The call for increasing the "strength" of subsidies and "tilting" new increases in subsidies toward major production regions, large-scale farms, farmer cooperatives and "new-style business operators" is not new. What is new is the intent to transform the "sprinkling like sesame seeds and salt" subsidy approach. The new approach is to give subsidies based on actual, verified area planted and to give subsidies to those able and willing to plant crops.
This is how these words may be interpreted:
"actual"=based on the area planted, not a historical base.
"verified"=some official will have to verify that the area reported is true.
"willing"=subsidies will be paid to farmers who are inclined to actually grow crops.
"able"=subsidies will be steered away from elderly and infirm landholders to active farmers.
This sounds simple on paper, but it will be a monumental task to implement. There are some 240 million landholdings, each with an average of say 5-to-6 plots. That's over 1 million plots of land to keep track of and verify what's planted on each one. Provincial and local finance officials report that basing subsidies on actual planted area would be impossible to administer and verify.
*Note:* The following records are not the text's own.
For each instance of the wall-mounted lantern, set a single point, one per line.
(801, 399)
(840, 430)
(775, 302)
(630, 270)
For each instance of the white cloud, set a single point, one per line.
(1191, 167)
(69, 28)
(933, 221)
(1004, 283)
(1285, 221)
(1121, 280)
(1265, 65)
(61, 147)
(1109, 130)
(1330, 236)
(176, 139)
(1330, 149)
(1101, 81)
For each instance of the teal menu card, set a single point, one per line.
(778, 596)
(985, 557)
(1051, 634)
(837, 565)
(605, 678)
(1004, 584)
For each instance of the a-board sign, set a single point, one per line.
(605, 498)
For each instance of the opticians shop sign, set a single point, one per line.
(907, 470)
While Chinese government hackers are busily harvesting vast amounts of data from overseas computer servers, the government has no accurate records on what crops their own farmers are planting.
A more important aspect of farm subsidies is the subsidization of local government officials. The Peoples Daily emphasizes an important new goal of improving the financial ability of county governments in farm production areas to reach the national or provincial average. Toward that end, the government will keep implementing and improve "awards" to major grain, oilseed, and hog producing counties, an ecological compensation system, and a land protection mechanism. Peoples Daily reports the intent to set up a mechanism for supplementing local financial revenue to address fiscal shortfalls.
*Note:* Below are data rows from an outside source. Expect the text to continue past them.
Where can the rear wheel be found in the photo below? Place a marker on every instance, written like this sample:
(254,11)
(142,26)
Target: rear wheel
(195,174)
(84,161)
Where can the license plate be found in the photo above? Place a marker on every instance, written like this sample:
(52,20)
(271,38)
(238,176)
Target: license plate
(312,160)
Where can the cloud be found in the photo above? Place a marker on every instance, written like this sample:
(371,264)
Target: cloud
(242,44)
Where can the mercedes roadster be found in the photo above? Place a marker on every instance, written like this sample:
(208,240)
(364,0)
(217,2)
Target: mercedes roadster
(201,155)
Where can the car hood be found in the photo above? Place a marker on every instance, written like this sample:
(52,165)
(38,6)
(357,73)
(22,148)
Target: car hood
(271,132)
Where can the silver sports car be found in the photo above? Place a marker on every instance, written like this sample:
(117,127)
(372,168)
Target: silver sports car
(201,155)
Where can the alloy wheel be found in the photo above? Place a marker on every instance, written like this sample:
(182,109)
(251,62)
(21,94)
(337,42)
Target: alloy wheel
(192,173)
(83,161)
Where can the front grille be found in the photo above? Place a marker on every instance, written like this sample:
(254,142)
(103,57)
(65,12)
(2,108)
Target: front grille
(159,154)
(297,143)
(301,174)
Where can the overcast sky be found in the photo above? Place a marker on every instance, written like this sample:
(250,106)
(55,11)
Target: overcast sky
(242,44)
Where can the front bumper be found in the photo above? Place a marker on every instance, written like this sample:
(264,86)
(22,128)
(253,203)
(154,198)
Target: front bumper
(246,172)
Traditionally, most agricultural programs and infrastructure investment in China was the financial responsibility of local governments. However, the fiscal capacity of rural governments has fallen far behind that of cities, leading to an erosion of agricultural investment and lackadaisical implementation of agricultural programs.
Finally, the Peoples Daily praises the system of minimum prices and "temporary reserve" measures that "straighten" prices. These policies are credited for engineering a steady rise in prices each year that prevents big harvests from depressing prices and impoverishing farmers. The principle is a type of "cost-plus" pricing for farmers in which a "reasonable" profit is tacked on to production costs. The temporary reserves are to be expanded and the timeliness and efficiency of market interventions is to be improved. Low-income city residents are to get subsidies to compensate them for increased food prices.
China is quickly getting entangled in a web of subsidies. North America and Europe had a hard time untangling their subsidy webs in the 1980s and 90s and China is reinventing the same entanglement.